Just for example, around 2 billion years ago, igneous and metamorphic rocks formed a gorge, and then around 70 to 30 million years ago, through the action of plate tectonics, the whole region was uplifted, resulting in a high and relatively flat plateau. Five or six million years ago, a river began to carve its way downward (during heavy flooding, the water takes boulders along with it, which act as chisels along the bottom). Further erosion by tributary streams led to the canyon’s widening. In another couple million years, it might be a little deeper still, but mostly it will have continued to widen. That’s how the Earth naturally made a very big hole in the ground, 446 km long, up to 29 km wide and more than 1,800 meters deep. We call it the Grand Canyon. Earth is a fine architect given millions of years, but we humans are moving 156 million tonnes of rock and soil per day. People are moving mountains. They’re changing the shape of the Earth.
This documentary takes a look at the people doing it. Labourers who tunnel through the Earth from above and below provide some interesting insights from a personal perspective – “If all else fails, there’s always dynamite. We always win.” And though many profess to “feeling bad” about obliterating landscapes, it is short-term profit who is driving all that brutal machinery, not long-term critical thinking or morality or common sense.
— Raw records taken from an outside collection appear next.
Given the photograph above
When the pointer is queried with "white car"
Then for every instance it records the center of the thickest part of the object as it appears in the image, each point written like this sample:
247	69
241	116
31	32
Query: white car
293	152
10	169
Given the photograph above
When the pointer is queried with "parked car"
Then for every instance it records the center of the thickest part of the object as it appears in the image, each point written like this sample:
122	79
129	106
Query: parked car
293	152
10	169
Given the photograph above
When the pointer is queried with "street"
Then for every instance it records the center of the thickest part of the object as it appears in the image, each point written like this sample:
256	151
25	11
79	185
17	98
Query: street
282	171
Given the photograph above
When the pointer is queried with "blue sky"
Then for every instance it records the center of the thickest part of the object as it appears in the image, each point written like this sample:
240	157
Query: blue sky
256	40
Earth is an interesting movie with an uninspired title. It would benefit from better editing, both in terms of smooth transitions and tightening up some scenes that are unnecessarily long. I know some 5 year olds who are insatiable when it come to trucks and diggers, and every time I pass a construction site I see a number old old men watching the machinery do its work, but for me this movie ran overlong. Still, it’s a neat little package of stuff we don’t see nearly enough, certainly not all collected together. It makes for thoughtful viewing.